If there’s one thing in today’s world that baffles the average person more than trying to decode the latest tech gadget’s manual, it’s the credit score. This elusive number, tucked away in the depths of the financial system, wields more influence over our lives than we’d like to admit. It can decide whether you land that dream home, drive off in a new car, or even whether you can snag a new sofa on a payment plan.
For the most part, we treat it like a cryptic code from a lost civilization—something we don’t understand but know holds sway over our financial lives. And the most frustrating part for most people? It can shift without warning, often for reasons that seem completely arbitrary. Let’s delve into why credit scores are the ultimate puzzle in personal finance and how they have the power to make even the calmest among us anxious.

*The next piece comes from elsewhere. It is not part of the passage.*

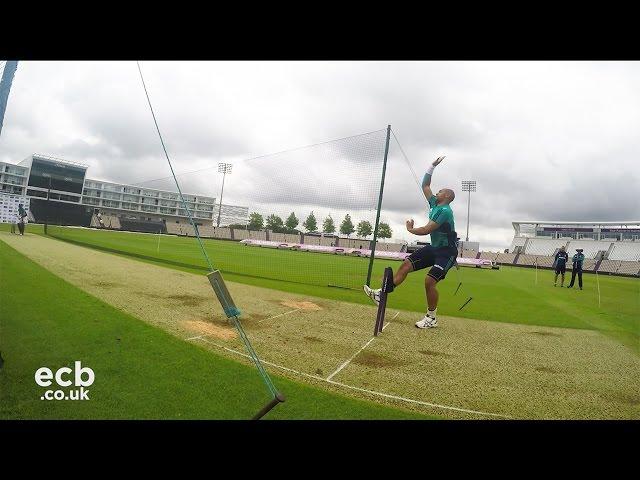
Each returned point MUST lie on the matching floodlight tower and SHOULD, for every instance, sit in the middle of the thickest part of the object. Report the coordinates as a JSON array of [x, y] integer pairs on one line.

The idea of a credit score seems straightforward. It’s meant to gauge how reliable you are at repaying borrowed money. Easy enough, you think. I pay my bills on time, I’m financially responsible, so my score should be excellent! Right? Well, not so fast.
Take this scenario: you responsibly pay off your car loan ahead of schedule. You’re expecting some credit score applause, right? Nope, not quite. Instead, your score dips. Why? Because you’ve lost the diversity in your “credit mix” (the different types of credit accounts you have – mortgages, loans, credits cards, etc.). Apparently, being financially responsible doesn’t always make you a favorite with lenders. It’s like discovering that acing your exams somehow made you less popular with the cool kids.

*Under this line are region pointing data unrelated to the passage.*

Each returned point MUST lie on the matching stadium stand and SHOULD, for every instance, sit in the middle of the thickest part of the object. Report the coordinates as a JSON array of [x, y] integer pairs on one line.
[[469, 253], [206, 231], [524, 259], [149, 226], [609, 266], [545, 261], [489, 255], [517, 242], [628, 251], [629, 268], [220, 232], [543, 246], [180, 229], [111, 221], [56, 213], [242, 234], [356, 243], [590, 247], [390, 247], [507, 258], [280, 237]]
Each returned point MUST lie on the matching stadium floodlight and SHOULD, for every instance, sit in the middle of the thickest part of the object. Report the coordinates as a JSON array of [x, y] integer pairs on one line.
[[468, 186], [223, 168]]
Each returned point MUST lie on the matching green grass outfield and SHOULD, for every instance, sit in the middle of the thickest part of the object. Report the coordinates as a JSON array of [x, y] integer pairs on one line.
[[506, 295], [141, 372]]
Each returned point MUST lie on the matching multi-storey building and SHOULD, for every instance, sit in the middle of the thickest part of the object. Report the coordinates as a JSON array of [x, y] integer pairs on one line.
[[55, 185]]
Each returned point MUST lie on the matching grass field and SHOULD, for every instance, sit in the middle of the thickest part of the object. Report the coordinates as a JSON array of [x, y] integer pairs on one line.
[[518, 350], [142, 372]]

And let's not forget about credit inquiries. You decide to check your credit score out of curiosity (or sheer panic) to see where you stand. Amazingly, your score takes a slight hit just because you dared to take a peek (although not entirely true, as we find out later in this post). It’s like getting in trouble for simply saying “hi” to your parents.
At this point, some of us might think it’s safer to just fly under the radar. The less we tinker with our credit, the better. But here’s the kicker: even doing nothing can backfire. A short credit history is also frowned upon. It’s like being penalized for not having enough excitement in your life.
Then there are the numbers themselves. A score above 750? You’re in great shape. Between 650 and 750? You’re doing fine, but don’t get too comfortable. Below 650? You’re skating on thin financial ice. And if you’re under 600? The bank views you like you just requested a loan to acquire a nuclear sub.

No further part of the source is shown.